Makes 4 servings • Prep time 20 minutes • Cook time 45 minutes
- 4 large bell peppers
- 1 tbs. olive oil
- 1 lb. lean ground turkey
- ½ onion, diced
- 1 tbs. chili powder
- 1 tsp. paprika
- Sea salt to taste
- 2 cups quinoa, cooked
- 1 lime, zested and juiced
- 1 cup fresh cilantro, coarsely chopped
This recipe is excerpted from Life Time’s first-ever cookbook, 1-2-12.
- Preheat the oven to 350 degrees F. Spray a 9×13 baking dish with cooking spray. Cut the bell peppers in half, remove the seeds, and spritz with cooking spray. Bake in the oven for 25 minutes or until tender and slightly browned.

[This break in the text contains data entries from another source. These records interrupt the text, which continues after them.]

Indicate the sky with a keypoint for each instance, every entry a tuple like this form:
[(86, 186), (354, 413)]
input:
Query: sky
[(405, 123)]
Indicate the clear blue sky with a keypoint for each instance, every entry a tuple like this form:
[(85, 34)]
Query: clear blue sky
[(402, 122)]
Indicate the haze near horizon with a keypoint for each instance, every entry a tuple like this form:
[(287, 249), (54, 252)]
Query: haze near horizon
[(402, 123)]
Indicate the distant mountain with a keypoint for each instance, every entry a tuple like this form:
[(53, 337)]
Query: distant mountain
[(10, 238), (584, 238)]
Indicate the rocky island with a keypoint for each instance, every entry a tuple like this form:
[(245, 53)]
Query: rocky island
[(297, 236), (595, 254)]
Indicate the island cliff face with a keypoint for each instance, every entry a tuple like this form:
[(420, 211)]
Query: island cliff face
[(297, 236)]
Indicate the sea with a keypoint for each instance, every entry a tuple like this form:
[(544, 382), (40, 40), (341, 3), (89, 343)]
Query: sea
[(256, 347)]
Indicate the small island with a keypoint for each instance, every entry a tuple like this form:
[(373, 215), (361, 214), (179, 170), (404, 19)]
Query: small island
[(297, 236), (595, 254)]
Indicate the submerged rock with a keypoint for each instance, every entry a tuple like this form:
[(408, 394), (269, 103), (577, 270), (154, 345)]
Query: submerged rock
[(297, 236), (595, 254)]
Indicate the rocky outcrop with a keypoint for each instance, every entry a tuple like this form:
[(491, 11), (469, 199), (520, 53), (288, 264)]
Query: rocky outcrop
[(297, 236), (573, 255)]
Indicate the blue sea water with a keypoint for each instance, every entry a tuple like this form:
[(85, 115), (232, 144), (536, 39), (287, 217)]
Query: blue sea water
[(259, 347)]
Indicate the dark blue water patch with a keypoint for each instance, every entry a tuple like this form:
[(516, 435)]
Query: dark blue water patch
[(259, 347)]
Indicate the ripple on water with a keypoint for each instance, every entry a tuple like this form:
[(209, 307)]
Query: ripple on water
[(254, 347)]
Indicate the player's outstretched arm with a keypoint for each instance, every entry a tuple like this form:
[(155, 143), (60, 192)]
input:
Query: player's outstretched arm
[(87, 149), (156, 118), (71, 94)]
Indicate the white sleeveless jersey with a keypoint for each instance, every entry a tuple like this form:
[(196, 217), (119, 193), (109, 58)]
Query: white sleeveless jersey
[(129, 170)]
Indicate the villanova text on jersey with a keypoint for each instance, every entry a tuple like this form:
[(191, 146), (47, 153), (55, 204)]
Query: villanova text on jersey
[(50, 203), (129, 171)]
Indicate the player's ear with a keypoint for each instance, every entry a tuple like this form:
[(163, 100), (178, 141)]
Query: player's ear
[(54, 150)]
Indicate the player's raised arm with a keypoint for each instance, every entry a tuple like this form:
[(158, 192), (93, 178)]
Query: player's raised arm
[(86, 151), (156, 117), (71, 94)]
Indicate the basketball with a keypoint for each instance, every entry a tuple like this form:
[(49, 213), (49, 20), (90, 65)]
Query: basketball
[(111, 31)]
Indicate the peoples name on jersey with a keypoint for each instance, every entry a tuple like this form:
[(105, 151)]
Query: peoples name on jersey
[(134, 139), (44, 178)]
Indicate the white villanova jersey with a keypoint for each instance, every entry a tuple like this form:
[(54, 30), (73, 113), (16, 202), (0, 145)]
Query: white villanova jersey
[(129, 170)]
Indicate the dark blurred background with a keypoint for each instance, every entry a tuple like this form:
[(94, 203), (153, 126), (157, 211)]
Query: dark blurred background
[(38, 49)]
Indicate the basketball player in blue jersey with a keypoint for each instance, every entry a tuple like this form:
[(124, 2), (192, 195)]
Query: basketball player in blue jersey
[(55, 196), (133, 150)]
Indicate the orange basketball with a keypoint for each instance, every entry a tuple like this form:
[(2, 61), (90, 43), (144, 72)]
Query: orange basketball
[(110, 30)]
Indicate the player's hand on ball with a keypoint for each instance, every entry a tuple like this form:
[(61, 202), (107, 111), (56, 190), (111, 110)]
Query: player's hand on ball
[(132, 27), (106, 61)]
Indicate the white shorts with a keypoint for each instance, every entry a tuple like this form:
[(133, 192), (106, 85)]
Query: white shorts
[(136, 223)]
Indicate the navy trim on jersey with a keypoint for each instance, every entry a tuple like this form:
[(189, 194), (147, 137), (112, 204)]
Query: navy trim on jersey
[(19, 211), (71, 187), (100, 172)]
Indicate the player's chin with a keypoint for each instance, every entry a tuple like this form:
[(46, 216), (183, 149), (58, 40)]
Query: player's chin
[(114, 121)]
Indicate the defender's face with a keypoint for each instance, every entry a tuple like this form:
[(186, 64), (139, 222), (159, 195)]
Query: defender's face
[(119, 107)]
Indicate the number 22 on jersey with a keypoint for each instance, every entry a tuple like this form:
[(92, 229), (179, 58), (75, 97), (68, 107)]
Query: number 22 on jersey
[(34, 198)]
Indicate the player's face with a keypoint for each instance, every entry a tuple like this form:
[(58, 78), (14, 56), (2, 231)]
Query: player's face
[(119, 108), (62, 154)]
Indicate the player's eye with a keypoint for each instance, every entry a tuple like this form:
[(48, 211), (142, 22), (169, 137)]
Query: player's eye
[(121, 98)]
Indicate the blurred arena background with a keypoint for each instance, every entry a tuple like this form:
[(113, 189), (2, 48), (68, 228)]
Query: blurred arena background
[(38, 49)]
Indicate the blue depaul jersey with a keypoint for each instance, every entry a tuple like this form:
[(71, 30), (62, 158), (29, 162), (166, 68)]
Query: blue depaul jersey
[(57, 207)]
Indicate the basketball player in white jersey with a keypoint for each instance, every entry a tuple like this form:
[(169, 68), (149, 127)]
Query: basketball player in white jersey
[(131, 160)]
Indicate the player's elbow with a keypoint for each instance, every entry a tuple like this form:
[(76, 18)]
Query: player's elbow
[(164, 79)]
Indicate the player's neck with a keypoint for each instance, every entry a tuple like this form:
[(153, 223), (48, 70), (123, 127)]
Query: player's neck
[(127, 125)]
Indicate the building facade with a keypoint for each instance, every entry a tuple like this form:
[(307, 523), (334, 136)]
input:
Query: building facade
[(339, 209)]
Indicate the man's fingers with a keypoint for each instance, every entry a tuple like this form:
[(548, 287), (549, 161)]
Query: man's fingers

- While the peppers are cooking, heat the olive oil in a 10-inch skillet. Add in the turkey, onion, chili powder, paprika, and salt, stirring occasionally until the turkey is cooked through.
- In a medium bowl, combine the cooked quinoa, lime juice and zest, and salt to taste. When the turkey mixture is cooked, add it to the bowl with the cilantro and mix to combine.
- Fill the bell pepper halves with the turkey mixture and bake uncovered in the oven for an additional 10 minutes.